I need to run a regression on a panel data . It has 3 dimensions (Year * Company * Country). For example:
============================================
year | comp | count | value.x | value.y
------+------+-------+----------+-----------
2000 | A | USA | 1029.0 | 239481
------+------+-------+----------+-----------
2000 | A | CAN | 2341.4 | 129333
------+------+-------+----------+-----------
2000 | B | USA | 2847.7 | 187319
------+------+-------+----------+-----------
2000 | B | CAN | 4820.5 | 392039
------+------+-------+----------+-----------
2001 | A | USA | 7289.9 | 429481
------+------+-------+----------+-----------
2001 | A | CAN | 5067.3 | 589143
------+------+-------+----------+-----------
2001 | B | USA | 7847.8 | 958234
------+------+-------+----------+-----------
2001 | B | CAN | 9820.0 | 1029385
============================================
However, the R package plm
seems not able to cope with more than 2 dimension.
I have tried
result <- plm(value.y ~ value.x, data = dataname, index = c("comp","count","year"))
and it returns error:
Error in pdata.frame(data, index) :
'index' can be of length 2 at the most (one individual and one time index)

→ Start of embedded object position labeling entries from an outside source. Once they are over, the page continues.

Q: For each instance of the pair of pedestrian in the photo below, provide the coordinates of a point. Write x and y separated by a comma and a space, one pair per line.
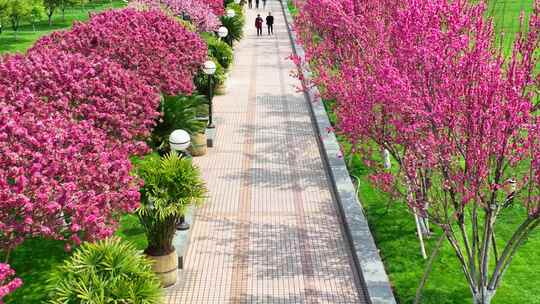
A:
250, 4
269, 24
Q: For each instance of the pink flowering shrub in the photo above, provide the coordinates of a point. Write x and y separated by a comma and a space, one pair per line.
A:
198, 12
95, 90
420, 79
155, 46
59, 178
216, 6
8, 284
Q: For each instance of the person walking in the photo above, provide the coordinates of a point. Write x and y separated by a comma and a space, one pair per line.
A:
270, 23
258, 24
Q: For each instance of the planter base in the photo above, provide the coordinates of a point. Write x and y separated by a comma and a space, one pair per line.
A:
166, 268
210, 137
199, 144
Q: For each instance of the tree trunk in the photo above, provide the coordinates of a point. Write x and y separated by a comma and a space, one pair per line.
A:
484, 297
49, 15
386, 156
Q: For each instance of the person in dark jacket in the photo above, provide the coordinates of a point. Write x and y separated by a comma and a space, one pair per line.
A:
258, 24
270, 23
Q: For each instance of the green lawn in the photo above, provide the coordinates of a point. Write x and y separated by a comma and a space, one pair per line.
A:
506, 14
394, 232
27, 36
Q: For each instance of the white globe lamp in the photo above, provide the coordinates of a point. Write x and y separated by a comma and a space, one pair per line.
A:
223, 32
209, 67
179, 140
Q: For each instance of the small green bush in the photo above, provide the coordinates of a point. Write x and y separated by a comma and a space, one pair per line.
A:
219, 50
109, 271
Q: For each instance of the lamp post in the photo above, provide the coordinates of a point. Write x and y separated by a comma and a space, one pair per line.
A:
209, 68
179, 141
223, 32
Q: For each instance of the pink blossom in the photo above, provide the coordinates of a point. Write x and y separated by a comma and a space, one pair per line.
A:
150, 43
8, 284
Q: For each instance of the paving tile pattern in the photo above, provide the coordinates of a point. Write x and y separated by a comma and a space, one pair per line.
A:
270, 231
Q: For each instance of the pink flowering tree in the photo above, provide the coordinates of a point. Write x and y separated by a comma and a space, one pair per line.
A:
217, 6
59, 178
421, 78
198, 13
96, 90
7, 283
150, 43
367, 87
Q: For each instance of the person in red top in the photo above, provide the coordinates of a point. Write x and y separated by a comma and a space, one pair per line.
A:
258, 24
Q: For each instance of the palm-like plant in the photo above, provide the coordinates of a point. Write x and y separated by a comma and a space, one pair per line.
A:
171, 184
109, 271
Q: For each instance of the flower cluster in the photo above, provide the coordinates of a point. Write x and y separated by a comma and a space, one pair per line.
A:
72, 112
152, 44
7, 283
420, 80
216, 6
59, 178
93, 89
197, 12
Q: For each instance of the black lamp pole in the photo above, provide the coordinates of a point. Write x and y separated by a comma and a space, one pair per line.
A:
210, 97
182, 224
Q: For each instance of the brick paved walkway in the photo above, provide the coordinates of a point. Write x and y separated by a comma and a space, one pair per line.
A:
269, 232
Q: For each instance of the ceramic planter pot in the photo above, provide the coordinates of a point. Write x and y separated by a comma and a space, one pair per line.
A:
198, 144
165, 267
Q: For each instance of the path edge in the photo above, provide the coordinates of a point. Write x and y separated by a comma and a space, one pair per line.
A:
365, 253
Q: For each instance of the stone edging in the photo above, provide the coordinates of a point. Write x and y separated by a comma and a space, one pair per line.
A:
365, 252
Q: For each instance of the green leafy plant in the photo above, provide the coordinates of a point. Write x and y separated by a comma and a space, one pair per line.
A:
109, 271
178, 112
219, 50
171, 184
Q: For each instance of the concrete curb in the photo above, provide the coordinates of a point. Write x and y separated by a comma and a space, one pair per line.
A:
365, 252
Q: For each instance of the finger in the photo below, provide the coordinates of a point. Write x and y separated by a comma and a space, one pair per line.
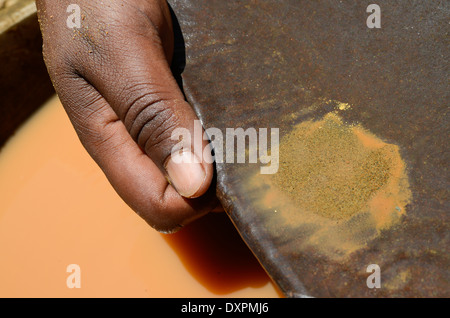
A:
130, 171
135, 79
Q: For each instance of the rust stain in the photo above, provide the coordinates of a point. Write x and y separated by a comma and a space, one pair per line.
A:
338, 183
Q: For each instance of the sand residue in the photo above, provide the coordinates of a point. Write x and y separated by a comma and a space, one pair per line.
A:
337, 182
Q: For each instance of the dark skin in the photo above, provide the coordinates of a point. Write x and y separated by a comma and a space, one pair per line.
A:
113, 77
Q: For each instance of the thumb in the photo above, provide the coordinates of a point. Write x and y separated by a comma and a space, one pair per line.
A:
134, 77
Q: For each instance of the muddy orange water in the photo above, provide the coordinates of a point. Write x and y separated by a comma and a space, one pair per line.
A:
57, 209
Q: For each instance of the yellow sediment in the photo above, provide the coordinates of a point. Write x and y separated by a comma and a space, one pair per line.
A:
339, 181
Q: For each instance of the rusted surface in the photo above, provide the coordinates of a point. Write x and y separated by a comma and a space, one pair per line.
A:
280, 63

How do you run regressions when the panel data (individual * time) has more than 1 dimension within "individual"?
In case anyone encounters the same situation, I'll put my solutions here:
R seems unable to cope with this situation. And the only thing you can do is to add dummies. If the categorical variables according to which you add dummies contains too much categories, you can try this:
makedummy <- function(colnum,data,interaction = FALSE,interation_varnum)
{
char0 = colnames(data)[colnum]
char1 = "dummy"
tmp = unique(data[,colnum])
valname = paste(char0,char1,tmp,sep = ".")
valname_int = paste(char0,char1,"int",tmp,sep = ".")
for(i in 1:(length(tmp)-1))
{
if(!interaction)
{
tmp_dummy <- ifelse(data[,colnum]==tmp[i],1,0)
}
if(interaction)
{
index = apply(as.matrix(data[,colnum]),1,identical,y = tmp[i])
tmp_dummy = c()
tmp_dummy[index] = data[index,interation_varnum]
tmp_dummy[!index] = 0
}
tmp_dummy <- data.frame(tmp_dummy)
if(!interaction)
{
colnames(tmp_dummy) <- valname[i]
}
if(interaction)
{
colnames(tmp_dummy) <- valname_int[i]
}
data<-cbind(data,tmp_dummy)
}
return(data)
}
for example:
## Create fake data
fakedata <- matrix(rnorm(300),nrow = 100)
cate <- LETTERS[sample(seq(1,10),100, replace = TRUE)]
fakedata <- cbind.data.frame(cate,fakedata)
## Try this
fakedata <- makedummy(1,fakedata)
## If you need to add dummy*x to see if there is any influences of different categories on the coefficients, try this
fakedata <- makedummy(1,fakedata,interaction = TRUE,interaction_varnum = 2)
Maybe a little bit verbose here, I didn't polish it. Any advice is welcome. Now you can perform OLS on your data.